We can do better. I'll agree that breaking up governments into corporations is a step forward, but the systems truth is that they are the same. Governments sit in roughly the same place that corporations with monopolies reside at. Replacing one with the other will only be a very temporary gain.
The central issue is collusion. In governments, collusion is renamed corruption. It is the Achilles heel of capitalism and it arises in corporations at the same rate that corruption arises in governments. Some other forms it takes are planned obsolescence, artificial scarcity, and even artificial desire by rebinding instincts of people to create markets. That is all to say it is a systemic property and it appears with absolute certainty given enough time.

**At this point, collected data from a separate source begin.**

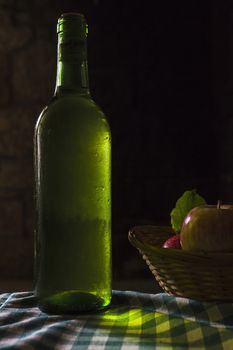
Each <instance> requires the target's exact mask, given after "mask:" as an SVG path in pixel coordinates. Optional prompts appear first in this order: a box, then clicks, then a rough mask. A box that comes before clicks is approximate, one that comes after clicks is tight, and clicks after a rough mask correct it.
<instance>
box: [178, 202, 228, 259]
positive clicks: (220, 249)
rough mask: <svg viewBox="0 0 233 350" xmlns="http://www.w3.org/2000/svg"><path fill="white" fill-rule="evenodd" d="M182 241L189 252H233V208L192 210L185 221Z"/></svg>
mask: <svg viewBox="0 0 233 350" xmlns="http://www.w3.org/2000/svg"><path fill="white" fill-rule="evenodd" d="M180 241H181V247H182V249H184V250H187V251H206V252H207V251H212V252H233V206H231V205H224V204H223V205H221V206H218V207H217V206H202V207H196V208H194V209H192V210H191V211H190V212H189V213H188V215H187V216H186V217H185V219H184V221H183V225H182V228H181V232H180Z"/></svg>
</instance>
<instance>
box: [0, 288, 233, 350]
mask: <svg viewBox="0 0 233 350" xmlns="http://www.w3.org/2000/svg"><path fill="white" fill-rule="evenodd" d="M0 349H1V350H4V349H8V350H9V349H25V350H29V349H36V350H37V349H38V350H47V349H62V350H68V349H78V350H84V349H88V350H102V349H109V350H111V349H114V350H116V349H123V350H141V349H147V350H149V349H158V350H160V349H163V350H165V349H166V350H172V349H177V350H178V349H179V350H181V349H195V350H197V349H201V350H203V349H216V350H221V349H224V350H225V349H229V350H232V349H233V304H232V303H215V302H214V303H213V302H212V303H201V302H198V301H195V300H190V299H186V298H176V297H174V296H170V295H168V294H165V293H160V294H147V293H139V292H133V291H113V298H112V303H111V306H110V307H109V308H108V309H106V310H104V311H101V312H97V313H94V314H88V315H75V316H74V315H63V316H60V315H47V314H46V313H43V312H41V311H40V310H39V309H38V307H37V302H36V298H35V297H34V295H33V292H16V293H4V294H1V295H0Z"/></svg>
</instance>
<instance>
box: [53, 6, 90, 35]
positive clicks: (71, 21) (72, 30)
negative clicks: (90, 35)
mask: <svg viewBox="0 0 233 350" xmlns="http://www.w3.org/2000/svg"><path fill="white" fill-rule="evenodd" d="M57 33H58V34H61V33H66V34H70V35H72V36H78V37H79V38H80V39H84V40H85V39H86V36H87V34H88V26H87V23H86V19H85V16H84V15H83V14H82V13H78V12H68V13H63V14H62V15H61V16H60V18H59V19H58V23H57Z"/></svg>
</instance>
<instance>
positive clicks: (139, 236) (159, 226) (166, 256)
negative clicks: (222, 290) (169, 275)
mask: <svg viewBox="0 0 233 350" xmlns="http://www.w3.org/2000/svg"><path fill="white" fill-rule="evenodd" d="M174 234H175V233H174V232H173V230H172V228H171V227H170V226H156V225H141V226H134V227H132V228H131V229H130V230H129V233H128V238H129V241H130V243H131V244H132V245H133V246H134V247H135V248H137V249H139V250H140V251H141V252H142V253H144V254H146V255H151V254H153V255H154V254H156V256H158V257H159V256H160V257H162V258H168V259H174V260H185V261H193V262H195V261H196V262H199V263H200V261H201V260H202V261H203V263H204V262H208V263H209V262H211V264H214V265H218V266H219V264H220V265H226V263H228V262H229V263H231V264H230V266H229V268H231V269H233V268H232V262H233V253H225V252H224V253H221V252H202V251H200V252H187V251H184V250H182V249H176V248H163V247H162V245H163V242H164V241H165V240H166V239H167V238H169V237H171V236H172V235H174ZM149 235H150V237H153V236H154V237H155V238H156V235H157V236H158V242H157V243H154V242H153V243H150V241H149V242H148V236H149ZM226 267H227V266H226Z"/></svg>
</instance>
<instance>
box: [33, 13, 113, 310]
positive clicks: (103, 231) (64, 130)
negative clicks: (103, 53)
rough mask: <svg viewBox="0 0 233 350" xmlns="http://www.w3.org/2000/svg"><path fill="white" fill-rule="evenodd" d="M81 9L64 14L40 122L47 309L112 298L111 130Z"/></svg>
mask: <svg viewBox="0 0 233 350" xmlns="http://www.w3.org/2000/svg"><path fill="white" fill-rule="evenodd" d="M86 36H87V25H86V21H85V18H84V16H83V15H81V14H77V13H67V14H63V15H62V16H61V17H60V18H59V20H58V69H57V81H56V89H55V94H54V97H53V98H52V100H51V102H50V103H49V104H48V106H47V107H45V108H44V110H43V111H42V113H41V115H40V116H39V119H38V121H37V124H36V128H35V139H34V142H35V146H34V149H35V177H36V181H35V182H36V209H37V227H36V238H35V269H36V286H35V292H36V295H37V297H38V304H39V307H40V308H41V310H43V311H45V312H48V313H58V314H59V313H76V312H88V311H95V310H98V309H102V308H104V307H106V306H107V305H109V303H110V301H111V135H110V129H109V125H108V122H107V120H106V117H105V115H104V114H103V112H102V111H101V110H100V108H99V107H98V106H97V105H96V104H95V102H94V101H93V100H92V99H91V97H90V92H89V86H88V70H87V49H86Z"/></svg>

Examples of society form from a number of elements that interact in a somewhat stable configuration. That very same stability causes it to resist the incremental change approach because the other elements feedback to re-exert the stable form. It is a similar but inverse to the problem of evolving the eye where many components are required and the omission of any fails to form a gestalt. Partial solutions that don't include enough essential elements will fail and the pattern will re-exert itself. There is no credit given to someone stranded 10 miles out at sea who swims 5 miles, even if it is in the right direction. We can do better.
Attempts at partial solutions may, arguably, be more harmful to the possibility of a real solution than conserving effort. In neural networks, this is called 'the local minima problem'.